私もメールチック以外のPC作業はなるべく朝に回しています。
そして筋肉とも関係しているので軽いストレッチやウォーキング等で筋肉を柔軟に保つ事も役に立ちます。
ただこの場合、やり過ぎは禁物です。
急にやり過ぎてしまうと筋肉をかえって傷めたり緊張させて逆効果になってしまうからです。
何事も気持ちよく楽しいぐらいに留めておく事が肝心です。
そしてもっとも重要なのがストレスを溜めない事です。
まず肝は本来伸びやかな性質があります。
そしてとてもストレスに弱いのです。
例えるのなら伸びやかで自由な子供の様な性質です。
子供をギチギチに拘束したり、プレッシャーをかければ直ぐに萎縮してしまうように、時間や空間に余裕がなかったり、プレッシャーの中での生活は本当に肝を消耗させてしまいます。

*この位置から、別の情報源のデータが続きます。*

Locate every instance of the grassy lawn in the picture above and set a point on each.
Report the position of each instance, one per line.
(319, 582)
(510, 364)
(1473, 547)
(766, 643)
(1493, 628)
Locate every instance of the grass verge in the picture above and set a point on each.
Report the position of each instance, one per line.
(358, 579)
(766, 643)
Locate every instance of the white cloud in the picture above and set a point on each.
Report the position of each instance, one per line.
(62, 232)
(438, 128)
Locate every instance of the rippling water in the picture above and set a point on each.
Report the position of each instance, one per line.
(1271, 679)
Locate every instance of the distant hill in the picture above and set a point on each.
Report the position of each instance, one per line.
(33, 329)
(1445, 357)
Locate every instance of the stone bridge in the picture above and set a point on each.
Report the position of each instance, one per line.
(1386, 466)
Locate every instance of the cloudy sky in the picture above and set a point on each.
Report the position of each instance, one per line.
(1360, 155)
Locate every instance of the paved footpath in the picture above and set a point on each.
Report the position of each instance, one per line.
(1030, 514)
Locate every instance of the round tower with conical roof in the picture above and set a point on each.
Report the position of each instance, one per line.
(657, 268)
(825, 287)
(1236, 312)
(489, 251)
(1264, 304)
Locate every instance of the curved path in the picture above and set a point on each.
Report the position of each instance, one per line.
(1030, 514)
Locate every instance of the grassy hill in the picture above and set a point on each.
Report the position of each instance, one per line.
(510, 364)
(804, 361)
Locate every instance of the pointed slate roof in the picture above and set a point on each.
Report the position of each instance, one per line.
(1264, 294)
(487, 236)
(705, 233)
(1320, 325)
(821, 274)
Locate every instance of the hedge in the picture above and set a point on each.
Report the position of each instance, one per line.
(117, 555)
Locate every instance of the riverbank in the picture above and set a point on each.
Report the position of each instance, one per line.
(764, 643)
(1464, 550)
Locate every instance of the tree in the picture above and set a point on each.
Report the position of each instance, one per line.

自分の中の伸びやかな子供を育てるイメージでゆったりと暮らして頂きたいです。
そして褒めれば伸びていく子供の様に、ゆったりと楽しくさせていれば次々に気力や行動力も出てくるから面白いです。
治療にいらした肝虚症の方が『でも…』や『~べき』と頻繁に言われていたのが段々と『~したい』や『~する』に変わられるのを感じると肝が育っているな~と嬉しくなる時があります。
とかく日本人は責任感が強く、几帳面な傾向があるに加えて、現代の目を酷使する生活環境でかなり肝を消耗しています。
だからたとえ効率が悪くても自分の中の伸びやかな肝を見守って欲しい、それがいづれは伸びやかな創造性や行動力に変わるかもしれないから…。